If people are mostly using opaque types and strong boundaries, they tend to use type
which does not have this issue. I suspect @lydell has a project like that. But there are some cases (especially when integrating with some OO kind of system) where it makes sense to use a large type alias
more often, and that seems to be the predictor for having these outlier compile times.
Temporary Work Arounds
First, calling elm
with additional heap space can also make GC less frequent, which can help a lot in some cases. Elm normally asks for 128mb of heap space, but the following call would ask for 1 GB instead:
elm make src/Main.elm +RTS -H1024m
This can help a lot, especially if you are on a computer that has a bunch of RAM and you can make the heap bigger than needed. This is an easy change that can help anyone running into this.
Elm 0.19.1 was built with GHC 8.6.3, so you can tweak this more with the flags listed here.
Second, it may be possible to identify particular modules that trigger these issues and change them around. The steps are:
- Look through
elm-stuff/
for elmi
files that are quite large (like 20 MB)
- Identify any
type alias
that is large and commonly used in the corresponding Elm file
- Temporarily swap it to a
type
If you try this and it makes a difference, I would be very curious to hear! This would be good evidence in favor of the type alias
theory.
I would only recommend trying this second path in certain cases though. If it makes your code better, then 100% go for it! If it does not help with compile times in practice, let me know and revert it. If it does help with compile times, let me know as well! I can only really recommend on a case-by-case basis whether it’s worth it in that last case.

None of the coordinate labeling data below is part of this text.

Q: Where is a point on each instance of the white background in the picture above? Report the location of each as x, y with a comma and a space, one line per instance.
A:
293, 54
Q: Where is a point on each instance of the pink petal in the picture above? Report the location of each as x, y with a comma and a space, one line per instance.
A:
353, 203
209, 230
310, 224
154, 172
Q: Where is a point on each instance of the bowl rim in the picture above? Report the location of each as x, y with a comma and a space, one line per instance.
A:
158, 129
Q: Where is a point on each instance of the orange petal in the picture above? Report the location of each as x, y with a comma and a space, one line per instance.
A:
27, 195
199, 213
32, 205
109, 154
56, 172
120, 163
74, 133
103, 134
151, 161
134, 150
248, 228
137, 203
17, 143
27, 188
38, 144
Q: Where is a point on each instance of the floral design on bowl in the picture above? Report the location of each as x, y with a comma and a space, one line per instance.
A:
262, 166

I suspect this approach may not be viable for a library that wants to have large records as a central feature of its API design though, so this probably works better for applications and companies.
Ideas for a Compiler Fix
I explored a revamp of elmi
files that would ensure that each type alias
is only stored once per elmi
file. This would make those outlier files much smaller (helping with file IO) and would mean that every usage of a type alias would point to the same underlying type in the heap (helping with GC). I also explored storing type names as UInt32
using some tricky scheme. That would cut down the size of elmi
files even more.
I suspect these two changes would help with the performance issue, but they are quite tricky to implement. The elmi
idea requires some surprising topological sorting and an alternative to Haskell’s Data.Binary
library to permit ideal sharing in the heap. The UInt32
idea is particularly disruptive because it requires changes in type inference and error messages. So while it appears to be quite valuable for perf, it ends up requiring changes across the whole compiler.

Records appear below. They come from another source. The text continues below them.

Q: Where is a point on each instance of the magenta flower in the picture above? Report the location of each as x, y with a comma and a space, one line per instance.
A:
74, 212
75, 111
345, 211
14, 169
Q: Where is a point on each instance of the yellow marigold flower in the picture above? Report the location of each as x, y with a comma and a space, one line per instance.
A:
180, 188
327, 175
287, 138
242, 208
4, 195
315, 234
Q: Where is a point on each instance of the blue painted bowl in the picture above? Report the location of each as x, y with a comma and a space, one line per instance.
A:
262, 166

Anyway, this is an offshoot of the exploratory compiler work I’ve been doing. I know enough to know they seem possible, and that there are a couple avenues to explore for elmo
files as well. So I think the best I can do on timeline is what I wrote here. While I am comfortable saying that I really want to get these ideas into the next release of Elm, I would not want anyone to (1) imagine that it is just around the corner or (2) think I have hard data that these changes will definitely resolve their outlier compile times. It’s still a theory. Furthermore, large infrastructure projects like this take significant time to do well (and require coordination with tools like elm-test
that peek at interface files) and I am trying to balance these ideas with more ambitious explorations.
Hopes
I hope the information in this post is useful to @NicolasGuilloux or anyone else with outlier compile times. I also hope that sharing my ideas on how to improve the compiler does not create animosity towards me or the project. I am working as fast as I can, but sometimes a thing that is easy to describe can take a long time to implement.
Finally, I hope that people will not take this detail into account in API design unless they are experiencing very extreme compile times. I think it would be a shame to have API design based on behavior of the compiler that may be resolvable through compiler infrastructure changes, but I appreciate that some balance must be struck on a case-by-case basis in the meantime.